Dr. Janet Rader, Professor and Chair of the OBGYN Department, has great interest in the care of women and research. Dr. Rader has a dedicated space in the Human and Molecular Genetics Center (HMGC) to further her research along with scientists, PhDs, RNs, technicians and data analysts.
Infection with high-risk human papillomavirus (HPV) is the primary cause of cervical cancer, but it is evident that additional factors must be involved, since only a small proportion of infected women develop cancer. The laboratory concentrates on identifying genes involved in the progression of cervical cancer through the analysis of molecular changes in preinvasive and invasive neoplasias of the cervix, in addition to identifying host genetic susceptibility polymorphisms in the progression of disease.

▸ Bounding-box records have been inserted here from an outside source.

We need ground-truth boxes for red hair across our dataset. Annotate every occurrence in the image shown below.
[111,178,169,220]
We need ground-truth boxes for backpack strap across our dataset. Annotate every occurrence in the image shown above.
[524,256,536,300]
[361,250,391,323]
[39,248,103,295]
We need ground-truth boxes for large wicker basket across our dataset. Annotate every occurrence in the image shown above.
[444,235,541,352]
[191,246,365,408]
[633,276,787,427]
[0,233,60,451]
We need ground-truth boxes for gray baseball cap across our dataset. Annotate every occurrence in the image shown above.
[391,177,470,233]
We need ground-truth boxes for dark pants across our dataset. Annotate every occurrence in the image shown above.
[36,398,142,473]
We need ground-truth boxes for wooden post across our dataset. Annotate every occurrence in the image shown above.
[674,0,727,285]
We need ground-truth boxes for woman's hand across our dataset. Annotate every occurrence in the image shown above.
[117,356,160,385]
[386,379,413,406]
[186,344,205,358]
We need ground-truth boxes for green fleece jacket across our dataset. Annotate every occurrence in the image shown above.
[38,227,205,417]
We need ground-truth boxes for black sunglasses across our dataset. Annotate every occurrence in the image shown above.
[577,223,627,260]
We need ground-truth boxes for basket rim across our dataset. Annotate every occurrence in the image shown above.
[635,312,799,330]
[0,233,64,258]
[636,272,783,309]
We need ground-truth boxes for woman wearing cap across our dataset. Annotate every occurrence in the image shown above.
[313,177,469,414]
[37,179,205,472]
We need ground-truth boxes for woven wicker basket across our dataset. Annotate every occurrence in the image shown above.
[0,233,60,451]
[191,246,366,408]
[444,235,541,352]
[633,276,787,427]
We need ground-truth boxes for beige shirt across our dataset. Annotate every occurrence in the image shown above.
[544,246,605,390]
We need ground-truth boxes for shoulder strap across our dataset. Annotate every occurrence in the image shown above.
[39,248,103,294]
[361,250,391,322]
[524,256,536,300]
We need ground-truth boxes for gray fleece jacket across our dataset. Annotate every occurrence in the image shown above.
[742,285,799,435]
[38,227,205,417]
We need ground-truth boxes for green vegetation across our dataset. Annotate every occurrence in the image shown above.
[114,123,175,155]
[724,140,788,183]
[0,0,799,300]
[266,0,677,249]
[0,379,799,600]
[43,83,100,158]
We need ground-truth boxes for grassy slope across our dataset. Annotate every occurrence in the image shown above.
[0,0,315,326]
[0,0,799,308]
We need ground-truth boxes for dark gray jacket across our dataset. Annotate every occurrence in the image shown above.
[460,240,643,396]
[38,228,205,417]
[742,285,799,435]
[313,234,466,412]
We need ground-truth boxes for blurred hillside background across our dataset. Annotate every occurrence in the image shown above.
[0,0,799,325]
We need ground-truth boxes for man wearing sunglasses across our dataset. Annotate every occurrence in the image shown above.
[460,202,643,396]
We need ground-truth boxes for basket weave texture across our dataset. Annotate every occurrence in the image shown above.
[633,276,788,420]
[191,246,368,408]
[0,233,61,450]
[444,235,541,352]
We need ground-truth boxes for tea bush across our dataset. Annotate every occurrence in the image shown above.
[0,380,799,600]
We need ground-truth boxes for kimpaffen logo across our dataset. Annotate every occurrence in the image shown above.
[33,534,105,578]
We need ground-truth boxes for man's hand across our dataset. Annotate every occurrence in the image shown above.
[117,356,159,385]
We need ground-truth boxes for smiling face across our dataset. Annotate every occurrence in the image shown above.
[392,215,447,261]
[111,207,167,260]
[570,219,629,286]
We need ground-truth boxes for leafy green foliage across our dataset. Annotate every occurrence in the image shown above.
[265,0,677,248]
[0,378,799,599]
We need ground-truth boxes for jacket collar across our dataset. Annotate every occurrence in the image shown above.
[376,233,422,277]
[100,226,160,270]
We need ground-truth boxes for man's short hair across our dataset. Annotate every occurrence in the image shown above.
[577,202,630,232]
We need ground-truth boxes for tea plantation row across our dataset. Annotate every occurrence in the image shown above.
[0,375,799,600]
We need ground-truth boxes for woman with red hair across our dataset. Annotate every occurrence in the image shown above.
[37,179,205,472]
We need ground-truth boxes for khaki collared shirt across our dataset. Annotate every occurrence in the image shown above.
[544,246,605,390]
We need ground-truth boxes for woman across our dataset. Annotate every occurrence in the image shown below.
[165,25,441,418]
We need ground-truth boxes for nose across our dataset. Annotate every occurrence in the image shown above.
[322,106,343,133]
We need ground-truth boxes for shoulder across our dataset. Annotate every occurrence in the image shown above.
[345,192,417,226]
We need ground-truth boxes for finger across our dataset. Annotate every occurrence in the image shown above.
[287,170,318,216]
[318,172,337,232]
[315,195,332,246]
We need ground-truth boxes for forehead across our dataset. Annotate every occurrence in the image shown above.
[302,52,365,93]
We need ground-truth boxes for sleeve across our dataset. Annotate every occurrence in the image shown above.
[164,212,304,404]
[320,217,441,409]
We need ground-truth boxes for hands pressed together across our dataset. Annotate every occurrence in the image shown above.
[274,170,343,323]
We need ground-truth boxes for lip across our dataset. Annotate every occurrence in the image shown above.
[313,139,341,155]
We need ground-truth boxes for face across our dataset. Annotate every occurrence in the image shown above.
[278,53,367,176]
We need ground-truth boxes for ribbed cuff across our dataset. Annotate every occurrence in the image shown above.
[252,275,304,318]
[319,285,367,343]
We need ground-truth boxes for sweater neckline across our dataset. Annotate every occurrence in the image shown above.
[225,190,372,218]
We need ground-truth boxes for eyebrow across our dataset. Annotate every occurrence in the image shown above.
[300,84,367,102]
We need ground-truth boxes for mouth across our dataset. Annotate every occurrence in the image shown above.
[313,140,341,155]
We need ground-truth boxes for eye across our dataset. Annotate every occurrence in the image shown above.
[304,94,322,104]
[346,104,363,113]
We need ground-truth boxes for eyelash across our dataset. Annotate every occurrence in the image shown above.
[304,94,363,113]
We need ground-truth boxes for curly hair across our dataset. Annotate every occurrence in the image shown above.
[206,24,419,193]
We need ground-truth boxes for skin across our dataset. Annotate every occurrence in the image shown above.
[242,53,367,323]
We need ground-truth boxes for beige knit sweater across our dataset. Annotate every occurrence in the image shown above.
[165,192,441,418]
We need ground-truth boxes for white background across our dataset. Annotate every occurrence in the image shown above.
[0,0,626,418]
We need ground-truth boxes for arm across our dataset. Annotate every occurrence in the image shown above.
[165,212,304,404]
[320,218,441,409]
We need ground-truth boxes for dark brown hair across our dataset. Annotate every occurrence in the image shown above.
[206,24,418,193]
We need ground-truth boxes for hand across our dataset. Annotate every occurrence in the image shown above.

Through a candidate gene approach that uses family-based controls, we identify inherited genetic polymorphisms and high-risk HPV subtypes/variants that contribute to the development of invasive cervical cancer and high-grade cervical intraepithelial neoplasia. The ongoing investigation is known as the Cervical Cancer Genetic Epidemiology (CerGE) study. We have DNA from cancer patients and family-based controls (trios), and have typed HPVs in tumors of affected women. To date, we have identified significant genetic polymorphisms in several candidate genes that associate with disease.
Future goals are to accelerate the identification of polymorphisms important in the host susceptibility to cervical cancer utilizing high-throughput genotyping and candidate gene sequencing. We will identify the causal basis of the variants by interrogating matched cancer samples and functional assays.